EL PADRE DESCABEZADO

Carlos Alberto, miró de reojo su reloj y precipitadamente se levantó del mullido sillón donde libaba unos tragos en compañía de una grata y concupiscente mujer, tomó su abrigo y salió a la calle, ya bajo el umbral de la puerta miró a uno y a otro lado de la oscura calle, nada o casi nada observó en medio de la tenue luz del deficiente alumbrado público del sector. Se levantó las solapas del sobretodo para cubrirse un poco de la heladez de aquella noche y comenzó a caminar pausadamente hacia la parte baja y central de la ciudad.
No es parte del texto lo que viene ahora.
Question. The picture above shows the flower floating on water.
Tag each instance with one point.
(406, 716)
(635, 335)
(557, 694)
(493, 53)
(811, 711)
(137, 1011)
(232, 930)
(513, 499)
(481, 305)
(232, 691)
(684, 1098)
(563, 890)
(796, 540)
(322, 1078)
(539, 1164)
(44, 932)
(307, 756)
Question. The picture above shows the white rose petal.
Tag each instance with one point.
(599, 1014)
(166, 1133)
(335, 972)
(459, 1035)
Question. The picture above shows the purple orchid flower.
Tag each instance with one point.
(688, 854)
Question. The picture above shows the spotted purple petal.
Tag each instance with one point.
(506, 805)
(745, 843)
sintió de pronto un ruido salido entre las sombras y vio cruzar delante de él un pequeño montículo fugaz que al llegar al lugar titilante de la tenue luz pudo distinguir que era un gato, cuando sus ojos fulgurantes se clavaron en los de él y lanzó un maullido que estremeció a Carlos Alberto por lo inesperado del momento. Pasado el susto, cruzó la primera calle y miró hacia el frente, observó a distancia las cúpulas de la Iglesia de Santiago, templo románico-toscano de construcción moderna pero con cierta caracterización de recogimiento y de respeto. Pensó cambiar de ruta por un inesperado presentimiento, sin embargo desistió la idea y continúo a paso moderado su camino.
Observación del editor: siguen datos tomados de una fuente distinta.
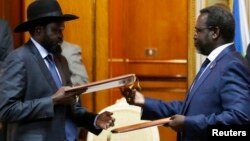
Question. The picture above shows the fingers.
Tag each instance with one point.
(129, 94)
(105, 120)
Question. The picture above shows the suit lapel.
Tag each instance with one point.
(41, 64)
(199, 81)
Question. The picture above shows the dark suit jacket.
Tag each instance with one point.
(26, 106)
(220, 96)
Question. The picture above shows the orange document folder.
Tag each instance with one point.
(104, 84)
(138, 126)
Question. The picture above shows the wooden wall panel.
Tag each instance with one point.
(8, 10)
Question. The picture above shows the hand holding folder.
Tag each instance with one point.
(138, 126)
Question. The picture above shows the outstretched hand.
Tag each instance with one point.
(177, 122)
(105, 120)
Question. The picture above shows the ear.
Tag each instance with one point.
(215, 32)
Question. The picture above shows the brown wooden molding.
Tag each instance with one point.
(171, 61)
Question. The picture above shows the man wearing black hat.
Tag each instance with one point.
(34, 103)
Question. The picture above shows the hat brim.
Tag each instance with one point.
(25, 26)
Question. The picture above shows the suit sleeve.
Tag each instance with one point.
(155, 109)
(234, 93)
(13, 107)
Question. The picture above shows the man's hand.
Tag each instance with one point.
(177, 122)
(105, 120)
(132, 96)
(63, 98)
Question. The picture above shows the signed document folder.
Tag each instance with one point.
(104, 84)
(138, 126)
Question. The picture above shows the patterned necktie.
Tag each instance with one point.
(203, 66)
(70, 127)
(53, 71)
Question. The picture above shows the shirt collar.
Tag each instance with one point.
(43, 52)
(217, 51)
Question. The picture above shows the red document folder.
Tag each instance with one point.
(141, 125)
(104, 84)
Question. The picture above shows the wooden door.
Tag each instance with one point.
(150, 39)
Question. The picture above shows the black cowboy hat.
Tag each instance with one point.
(43, 11)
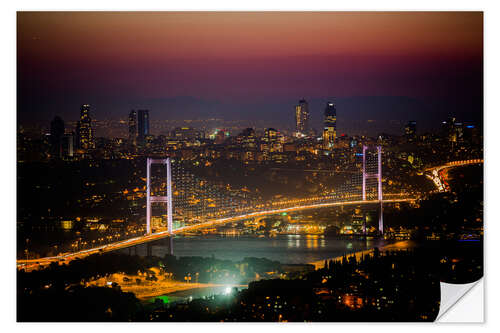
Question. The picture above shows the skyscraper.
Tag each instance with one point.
(330, 126)
(132, 127)
(85, 137)
(56, 134)
(411, 131)
(302, 118)
(142, 126)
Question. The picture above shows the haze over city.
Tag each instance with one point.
(243, 65)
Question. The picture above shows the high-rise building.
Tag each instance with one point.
(247, 138)
(329, 126)
(56, 134)
(272, 141)
(302, 118)
(411, 131)
(132, 128)
(453, 130)
(85, 137)
(142, 126)
(67, 142)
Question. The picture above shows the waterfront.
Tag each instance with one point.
(287, 249)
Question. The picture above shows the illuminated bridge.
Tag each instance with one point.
(192, 203)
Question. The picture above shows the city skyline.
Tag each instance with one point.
(424, 66)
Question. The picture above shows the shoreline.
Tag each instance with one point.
(405, 244)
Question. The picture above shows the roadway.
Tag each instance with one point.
(67, 257)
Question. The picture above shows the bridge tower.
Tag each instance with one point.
(167, 198)
(378, 176)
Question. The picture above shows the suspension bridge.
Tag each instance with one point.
(188, 202)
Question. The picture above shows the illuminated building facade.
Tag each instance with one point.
(85, 137)
(272, 141)
(142, 126)
(411, 131)
(330, 126)
(247, 138)
(302, 118)
(132, 127)
(56, 134)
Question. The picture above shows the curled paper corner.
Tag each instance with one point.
(461, 303)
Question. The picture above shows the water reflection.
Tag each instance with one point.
(293, 249)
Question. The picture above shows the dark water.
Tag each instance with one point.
(290, 249)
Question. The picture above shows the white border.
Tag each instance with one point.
(8, 132)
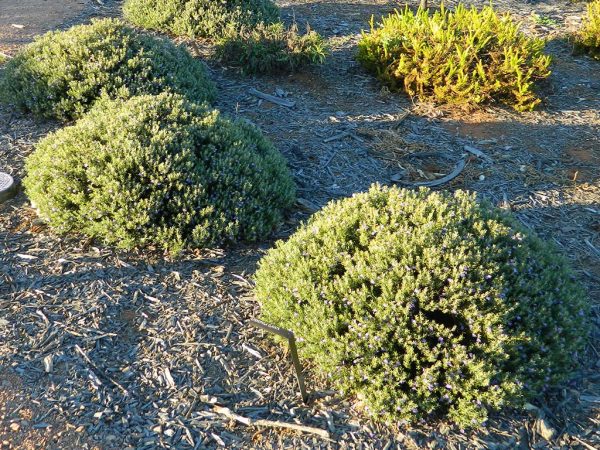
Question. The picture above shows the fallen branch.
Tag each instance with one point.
(478, 153)
(272, 98)
(460, 166)
(269, 423)
(336, 137)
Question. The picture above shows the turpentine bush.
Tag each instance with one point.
(63, 73)
(271, 48)
(162, 171)
(425, 304)
(588, 38)
(465, 56)
(199, 18)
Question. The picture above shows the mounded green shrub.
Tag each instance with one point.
(588, 38)
(271, 48)
(162, 171)
(199, 18)
(465, 56)
(425, 304)
(63, 73)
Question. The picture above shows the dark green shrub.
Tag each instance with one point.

Se acordó de cuentos y leyendas que escuchara un día, cuando aún niño, inocente de las realidades de la vida, se dejaba ilusionar por las frases expresivas de la abuela al escuchar de sus labios narraciones de terror, de espanto o de míticos jolgorios que amenizaban las reuniones de familia. Miró de manera prevenida hacia atrás para poder observar con más detenimiento el paso del gato. Recordó que al respecto había muchos agüeros y trató en su mente de captar el verdadero color del pequeño felino, no sabía que responderse así mismo: ¿Era negro? ¿O, era pardo? No sabría precisar. Sintió de pronto un no se qué, que le obligaba a sacar un cigarrillo para encenderlo y proceder a fumar. Buscó entre sus bolsillos una cerilla y procedió a encender el cigarrillo. Al hacerlo, cuando la llama flameaba tratando de prender el cigarrillo, sus ojos se quedaron fijos mirando hacia la iglesia de Santiago donde en medio de la penumbra parecía desdibujarse una sombra que a manera de bulto indescriptible se asomaba a la tenue luz de los faroles del contorno de la plazoleta que da marco al templo Capuchino.